Nei cinema è appena uscito Dr. No, il primo adattamento cinematografico della serie di James Bond di Ian Fleming.

Rispetto a Londra, a Beirut fa quasi caldo.

Di sicuro non c’è aria di Natale.

Non per Nicholas Elliott.

A quarantasei anni appena compiuti, venti dei quali passati a lavorare nell’intelligence, Elliott sa che, fuori dalla mitologia cucita addosso a Sean Connery per il grande schermo, quello della spia è un mestiere infame.

Ma è oggi il giorno in cui sta per sperimentarlo fino in fondo, sulla propria pelle.

Casa di Harold è illuminata a giorno, brilla nella notte libanese come una pepita.

L’oro degli sciocchi.

Harold.

Nessuno lo chiama così: per gli amici è sempre stato Kim, come il romanzo di Kipling.

Kim Philby.

Kim la spia. Elliott sente l’acido risalire l’esofago. Non Kim la spia: Kim il traditore.

Elliott trova la porta d’ingresso socchiusa, la spinge. Sul sécretaire all’ingresso un mucchio di lettere, alcune aperte, altre ancora intatte. Un cappotto buttato a terra, o forse caduto dall’appendiabiti, difficile dirlo.

Nonostante tutte le luci accese, in casa c’è silenzio.

Elliott sale la scala, segue l’odore di alcol, e quando arriva al primo piano finalmente sente un rumore: un respiro a metà tra un rantolo e un singhiozzo.

Svolta l’angolo del pianerottolo, e lo trova accasciato contro un radiatore, la bottiglia vuota accanto, e una benda in fronte, chiazzata di sangue.

Sbronzo da non stare in piedi, piccolo, e insignificante.

L’uomo che ha mandato a morte gli amici, che ha venduto la patria al nemico e l’anima al diavolo, ridotto a un povero alcolizzato.

Mestiere infame, gli risuona nelle orecchie.

Philby alza la testa, in qualche modo lo riconosce: ti aspettavo, dice.

Elliott si ferma. Era sicuro che la rabbia avrebbe preso il sopravvento, una volta che se lo fosse trovato davanti, invece deve ricacciare indietro le lacrime.

Fa qualche passo avanti, gli tende la mano, lo deve sollevare di peso per tirarlo in piedi.

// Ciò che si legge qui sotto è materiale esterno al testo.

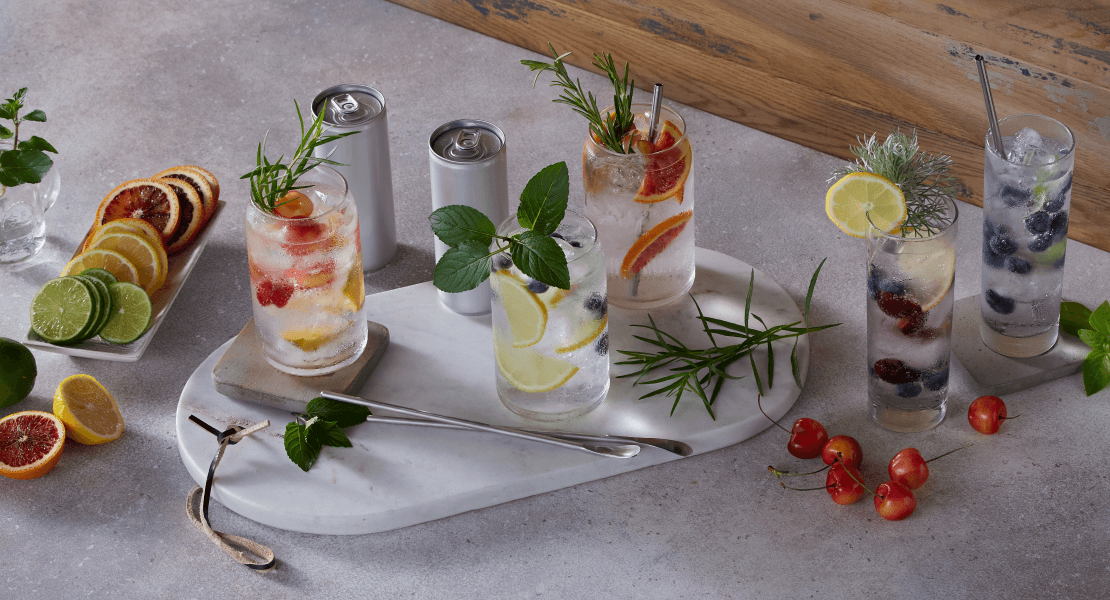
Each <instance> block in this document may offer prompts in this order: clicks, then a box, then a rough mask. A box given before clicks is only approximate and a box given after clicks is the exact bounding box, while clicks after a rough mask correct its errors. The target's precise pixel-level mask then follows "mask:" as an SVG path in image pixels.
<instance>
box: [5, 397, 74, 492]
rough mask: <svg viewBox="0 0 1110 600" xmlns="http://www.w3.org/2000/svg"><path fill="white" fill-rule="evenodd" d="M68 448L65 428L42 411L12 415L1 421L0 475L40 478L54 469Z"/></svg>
mask: <svg viewBox="0 0 1110 600" xmlns="http://www.w3.org/2000/svg"><path fill="white" fill-rule="evenodd" d="M64 447H65V425H64V424H63V423H62V420H61V419H59V418H58V417H56V416H53V415H51V414H50V413H43V411H41V410H24V411H22V413H12V414H11V415H8V416H7V417H4V418H2V419H0V475H2V476H4V477H10V478H12V479H37V478H39V477H42V476H43V475H47V472H49V471H50V469H52V468H54V465H57V464H58V459H60V458H61V457H62V448H64Z"/></svg>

Una volta ti ammiravo, Kim… Dio mio, come ti disprezzo ora. Spero ti sia rimasta almeno la decenza di capire perché.

Kim lo sa, il perché: è ubriaco, ma non idiota.

Dopo anni spesi a passare a nomi, segreti, informazioni all’Unione Sovietica, dopo aver messo fine alla carriera di decine di agenti, è arrivato il momento del suo contrappasso: il maggiore del KGB Anatoliy Golitsyn ha defezionato, e svelato il suo nome agli americani.

È la fine: la sua vita corsa su binari paralleli è deragliata.

Nicholas Elliott guarda il suo ex amico, e non può fare a meno di pensare che Kim se lo aspettava.

Forse se lo augurava, addirittura: la coscienza non gli dava requie, e per questo aveva cominciato a cercare la pace nel fondo di una bottiglia — senza trovarla mai.

Elliott lo trascina nello studio, lo siede alla scrivania. Pretende una confessione scritta e firmata, ma Philby non è nelle condizioni di scrivere.

Però parla: Kim confessa.

E poi il mistero: alla fine del 1962, Kim Philby era nelle mani dell’MI6, e il 23 gennaio successivo non lo era più.

Svanito.

Riemergerà in Russia, conferma ufficiale il primo luglio del ‘63.

Quel che successe davvero in quella casa non lo sapremo mai.

Alcuni credono che l’MI6 abbia ritenuto meno imbarazzante permettere a Philby di fuggire, piuttosto che esporre la loro incompetenza.

Io però voglio essere romantica, per una volta: dopotutto è quasi Natale.

Penso a Nicholas Elliott, e penso che lui e Philby non erano della stessa pasta.

Kim costruì la sua fama buttando gli amici in pasto alle fiere.

Elliott non è mai diventato famoso.

Ma forse, quella sera di dicembre, un ex amico decise di risparmiarlo.